This document is an excerpt from the EUR-Lex website
Document C2006/036/69
Case T-411/05: Action brought on 18 November 2005 — Gerolf Annemans v Commission of the European Communities
Zaak T-411/05: Beroep ingesteld op 18 november 2005 — Gerolf Annemans/Commissie
Zaak T-411/05: Beroep ingesteld op 18 november 2005 — Gerolf Annemans/Commissie
PB C 36 van 11.2.2006, p. 32–32
(ES, CS, DA, DE, ET, EL, EN, FR, IT, LV, LT, HU, NL, PL, PT, SK, SL, FI, SV)
11.2.2006 |
NL |
Publicatieblad van de Europese Unie |
C 36/32 |
Beroep ingesteld op 18 november 2005 — Gerolf Annemans/Commissie
(Zaak T-411/05)
(2006/C 36/69)
Procestaal: Nederlands
Partijen
Verzoekende partij: Gerolf Annemans [vertegenwoordigd door: C. Symons, advocaat]
Verwerende partij: Commissie van de Europese Gemeenschappen
Conclusies van verzoekende partij(en)
— |
De klager verzoekt het Gerecht conform artikel 231, eerste lid, van het EG-Verdrag de beschikking van de Europese Commissie van 5 september 2005 (zaak COMP/39.225) nietig te verklaren. |
Middelen en voornaamste argumenten
Verzoeker geeft aan dat hij bij de Commissie een klacht heeft ingediend tegen Belgacom en Telenet wegens schending van artikelen 81 en 82 EG op de markt van breedband internetaansluitingen aan eindgebruikers.

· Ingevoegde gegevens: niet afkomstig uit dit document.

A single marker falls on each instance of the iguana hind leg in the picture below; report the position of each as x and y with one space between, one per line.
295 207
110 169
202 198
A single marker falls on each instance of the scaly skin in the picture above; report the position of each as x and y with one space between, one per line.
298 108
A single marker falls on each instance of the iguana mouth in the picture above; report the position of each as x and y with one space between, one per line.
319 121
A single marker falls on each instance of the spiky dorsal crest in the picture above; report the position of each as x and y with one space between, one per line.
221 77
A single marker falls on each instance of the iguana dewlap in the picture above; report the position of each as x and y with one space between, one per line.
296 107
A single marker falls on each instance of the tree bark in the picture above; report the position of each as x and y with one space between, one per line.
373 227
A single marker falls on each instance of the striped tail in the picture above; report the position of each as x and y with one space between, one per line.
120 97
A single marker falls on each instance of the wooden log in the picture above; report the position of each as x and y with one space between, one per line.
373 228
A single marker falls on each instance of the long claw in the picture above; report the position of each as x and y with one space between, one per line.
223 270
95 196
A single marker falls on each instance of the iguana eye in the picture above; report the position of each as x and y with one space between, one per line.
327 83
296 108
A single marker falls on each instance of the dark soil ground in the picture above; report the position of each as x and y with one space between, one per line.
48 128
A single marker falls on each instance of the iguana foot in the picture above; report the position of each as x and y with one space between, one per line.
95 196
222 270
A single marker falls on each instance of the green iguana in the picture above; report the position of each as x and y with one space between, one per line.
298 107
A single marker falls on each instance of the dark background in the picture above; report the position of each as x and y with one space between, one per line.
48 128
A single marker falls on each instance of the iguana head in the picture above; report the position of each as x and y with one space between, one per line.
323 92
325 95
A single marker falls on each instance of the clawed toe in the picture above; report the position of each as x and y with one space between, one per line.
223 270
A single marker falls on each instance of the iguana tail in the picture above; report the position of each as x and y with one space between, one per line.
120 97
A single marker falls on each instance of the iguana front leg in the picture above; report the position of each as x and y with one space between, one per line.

Hierop heeft de Commissie verzoeker laten weten dat zij op dat ogenblik, in de door verzoeker aangebrachte feiten, geen aanleiding zag om een verder onderzoek in te stellen en dat haar standpunt, gebaseerd op de informatie waarover haar diensten beschikken, voorlopig is in afwachting van bijkomende aanwijzingen die verzoeker eventueel wenst over te maken.
Verzoeker voert in de eerste plaats aan dat het niet aan de klager is om naar bewijzen te zoeken voor zijn klacht, maar dat dit aan de Commissie zelf is op basis van de substantiële vermoedens, aangevoerd door de klager.

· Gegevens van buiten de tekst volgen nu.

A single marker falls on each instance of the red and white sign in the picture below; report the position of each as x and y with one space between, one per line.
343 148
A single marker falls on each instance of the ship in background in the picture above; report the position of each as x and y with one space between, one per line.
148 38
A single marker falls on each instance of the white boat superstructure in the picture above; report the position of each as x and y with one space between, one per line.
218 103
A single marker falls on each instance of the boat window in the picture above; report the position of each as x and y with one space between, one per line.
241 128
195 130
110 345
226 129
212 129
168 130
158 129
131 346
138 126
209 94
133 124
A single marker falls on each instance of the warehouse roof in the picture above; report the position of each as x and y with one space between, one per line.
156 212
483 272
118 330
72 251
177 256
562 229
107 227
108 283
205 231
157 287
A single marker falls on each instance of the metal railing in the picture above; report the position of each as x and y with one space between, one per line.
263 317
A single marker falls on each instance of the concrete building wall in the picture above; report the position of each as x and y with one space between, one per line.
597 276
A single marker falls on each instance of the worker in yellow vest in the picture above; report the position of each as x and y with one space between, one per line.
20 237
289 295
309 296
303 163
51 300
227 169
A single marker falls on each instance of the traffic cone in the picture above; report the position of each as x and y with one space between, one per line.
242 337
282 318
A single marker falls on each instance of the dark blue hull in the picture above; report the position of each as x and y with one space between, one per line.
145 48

Volgens de verzoeker is de verklaring van de Commissie dat aanbieders vaak hun prijzen vastleggen in functie van de marktleider niet een afdoende verklaring op de vraag of het quasi onbestaande verschil tussen de internetprijzen van Belgacom en Telenet een gevolg is van louter toeval binnen de vrije markt, of een gevolg is van een inbreuk op artikel 81 EG.

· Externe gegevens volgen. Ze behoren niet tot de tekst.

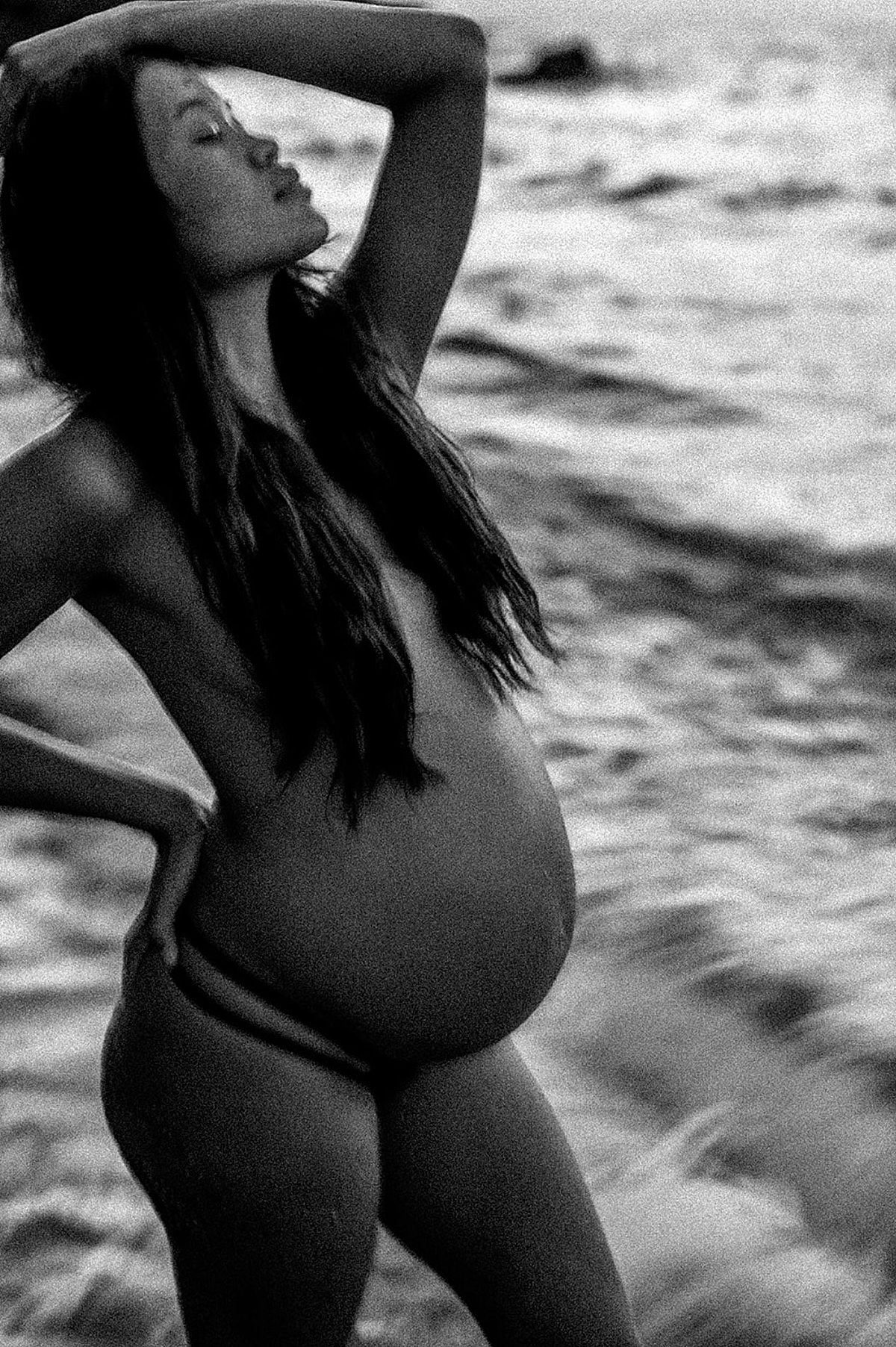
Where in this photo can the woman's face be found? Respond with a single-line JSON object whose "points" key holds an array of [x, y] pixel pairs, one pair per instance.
{"points": [[236, 211]]}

Verzoeker voert eveneens aan dat hogere prijzen in België, aangehaald door verzoeker in zijn klacht, op zichzelf inderdaad niet bewijzen dat er een inbreuk is gepleegd op artikel 82 EG, maar dat ze ook niet bewijzen dat er geen inbreuk is gepleegd. Zodoende kan de Commissie op basis hiervan de aangeklaagde bedrijven niet vrijpleiten van inbreuken op artikel 82 EG.
Verzoeker verklaart verder dat de Commissie dwaalt door te twijfelen aan de dominante positie van Belgacom en Telenet op de Belgische markt. Verzoeker wijst erop dat beide operatoren ongeveer dezelfde hoge prijzen hanteren en onder elkaar bijna 90 % van de Belgische markt voor breedband internettoegang verdelen. Verzoeker meent ook dat er geen conclusie kan getrokken worden uit het feit dat er concurrerende en minder prijzige internetverbindingen met een lagere downloadsnelheid op de markt zijn. Volgens verzoeker spreekt de Commissie zichzelf bovendien tegen wanneer zij stelt dat aan de ene kant het Belgisch Instituut voor Postdiensten en Telecommunicatie (BIPT) de concurrentie garandeert en aan de andere kant dat dit instituut momenteel onderzoekt of de concurrentie op de Belgische markt wel degelijk gegarandeerd wordt.
Verzoeker voert tenslotte aan dat de Commissie nalaat te staven waarom er een onvoldoende communautair belang is.